I processi di modernizzazione della storia dell’ospedale psichiatrico giudiziario maturano infatti proprio nell’ambito dell’internamento femminile; lo dimostra una storia singolare e drammatica come quella di Antonia Bernardini, bruciata viva nella sezione “Agitate e coercite” del manicomio giudiziario femminile di Pozzuoli, mentre era legata al letto di contenzione. Il materasso prende fuoco e le fiamme si sviluppano così rapidamente che ogni intervento si rivela intempestivo e fallimentare. La morte della donna ricoverata all’ospedale Cardarelli di Napoli sopraggiunge il 31 dicembre 1974 dopo un’estenuante agonia durata quattro giorni. L’evento, come restituiscono le fonti (Dell’Aquila & Esposito, 2017; Miravalle, 2018; Rivellini, 2018) contribuì a creare consapevolezza intorno alla necessità di riformare radicalmente il trattamento dei folli rei sollevando dubbi sulla liceità di certi metodi di trattamento (come il letto di contenzione), e portando sotto i riflettori la violenza istituzionale subita da tante altre donne. Violenza, peraltro, che si è perpetuata, seppur con forme e modalità differenti a fronte di un fenomeno che, come attestano i dati, continua ad avere sempre più rilevanza.
Il rapporto Antigone documenta che nel corso del 2022 “le donne con diagnosi psichiatriche gravi rappresentavano, negli istituti visitati, il 12,4% delle presenti, contro il 9,2% della rilevazione complessiva; e quelle che facevano regolarmente uso di psicofarmaci rappresentavano invece il 63,8% delle presenti, contro il 41,6% complessivo” (Miravalle, 2023).
La letteratura internazionale (Galán-Casado, del Mar García-Vita, Raya-Miranda & Añaños, 2024). conferma che la salute mentale ha assunto ormai una rilevanza non trascurabile per quanto concerne le donne in stato di reclusione e i disturbi dell’umore (depressione e ansia), insieme ai disturbi cognitivi (problemi di memoria, concentrazione, ecc.) sono i più frequenti, evidenziando una maggiore prevalenza di problemi come la doppia patologia (Baillargeon, Penn, Knight, Harzke, Baillargeon & Becker, 2010). Vi sono sicuramente dei fattori che incrementano i cosiddetti motivi di destabilizzazione: il distacco dai figli e il conseguente senso di colpa o le condizioni di vittimizzazione pregresse, per citarne alcuni tra i più significativi.

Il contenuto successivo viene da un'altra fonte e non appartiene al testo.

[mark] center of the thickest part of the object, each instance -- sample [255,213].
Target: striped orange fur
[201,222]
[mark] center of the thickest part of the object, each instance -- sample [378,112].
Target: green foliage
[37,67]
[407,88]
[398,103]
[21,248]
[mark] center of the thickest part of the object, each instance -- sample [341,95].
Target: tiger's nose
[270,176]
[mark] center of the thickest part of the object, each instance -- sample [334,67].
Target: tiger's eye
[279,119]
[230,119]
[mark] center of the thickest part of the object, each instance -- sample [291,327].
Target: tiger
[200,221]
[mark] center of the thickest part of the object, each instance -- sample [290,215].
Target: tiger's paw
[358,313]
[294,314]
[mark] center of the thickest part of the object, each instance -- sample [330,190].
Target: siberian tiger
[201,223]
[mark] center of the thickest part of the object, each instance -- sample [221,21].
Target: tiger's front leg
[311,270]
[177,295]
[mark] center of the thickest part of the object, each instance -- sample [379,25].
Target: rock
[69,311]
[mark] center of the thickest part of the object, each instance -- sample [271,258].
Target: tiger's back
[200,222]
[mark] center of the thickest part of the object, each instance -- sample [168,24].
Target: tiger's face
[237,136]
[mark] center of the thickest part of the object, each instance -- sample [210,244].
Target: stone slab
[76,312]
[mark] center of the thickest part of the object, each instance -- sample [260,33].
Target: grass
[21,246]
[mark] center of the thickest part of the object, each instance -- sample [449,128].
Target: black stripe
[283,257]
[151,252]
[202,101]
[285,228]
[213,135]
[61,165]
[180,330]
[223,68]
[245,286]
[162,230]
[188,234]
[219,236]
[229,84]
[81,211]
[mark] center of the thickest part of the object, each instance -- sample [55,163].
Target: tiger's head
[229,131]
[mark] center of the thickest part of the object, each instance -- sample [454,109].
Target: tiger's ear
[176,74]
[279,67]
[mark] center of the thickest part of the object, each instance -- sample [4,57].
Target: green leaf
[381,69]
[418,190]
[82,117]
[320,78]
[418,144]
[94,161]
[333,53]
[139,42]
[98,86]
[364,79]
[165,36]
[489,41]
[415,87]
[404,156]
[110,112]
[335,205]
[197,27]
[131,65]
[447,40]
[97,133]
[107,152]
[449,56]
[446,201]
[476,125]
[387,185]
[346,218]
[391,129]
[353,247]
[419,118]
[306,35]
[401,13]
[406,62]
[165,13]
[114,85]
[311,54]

Per richiamare l’urgenza di ricercare modelli d’intervento adeguati, sarebbe interessante poter ripercorrere alcune traiettorie, riprendendo, ad esempio, i lavori di Gianfranco Rivellini (2018) sulla struttura di Castiglione delle Stiviere, intorno alle diverse variabili bio-psico-sociali, cliniche e criminologiche, rapportate ai processi di cura e di trattamento per le donne con disturbi mentali e socialmente pericolose. Ed è bene ricordare, riconducendoci alla questione del paradigma di subalternità, che per molto tempo “le differenti manifestazioni patologiche erano messe in relazione alle fasi biologiche e sessuali che scandivano le stagioni dei corpi femminili” (Valeriano, 2019, p. 172), provando così a dimostrare, con ogni mezzo, uno stato di minorità.

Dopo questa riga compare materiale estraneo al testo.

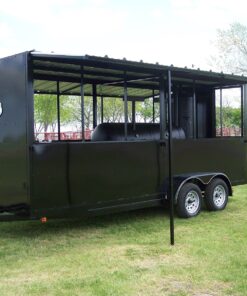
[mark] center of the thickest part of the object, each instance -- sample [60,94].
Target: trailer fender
[200,179]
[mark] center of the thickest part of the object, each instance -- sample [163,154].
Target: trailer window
[228,110]
[45,117]
[147,111]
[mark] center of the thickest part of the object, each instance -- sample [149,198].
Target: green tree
[231,46]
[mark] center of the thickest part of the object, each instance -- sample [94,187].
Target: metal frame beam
[170,154]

La progettualità educativa diventa perciò una vera e propria scommessa, una scelta che riflette un orientamento ben preciso. Ed è una questione aperta che la pedagogia in quanto scienza trasformativa è chiamata senza alcun dubbio ad affrontare, percorrendo itinerari di ricerca tra i contesti e le soggettività, lavorando sulla qualità delle relazioni per provare a restituire senso all’esistenza, nella piena convinzione che irregolarità, imperfezione, squilibri, angosce, anche sconfitte e paure sono espressioni di vite che hanno sempre e comunque il diritto di essere tutelate e dignitosamente accompagnate e sostenute.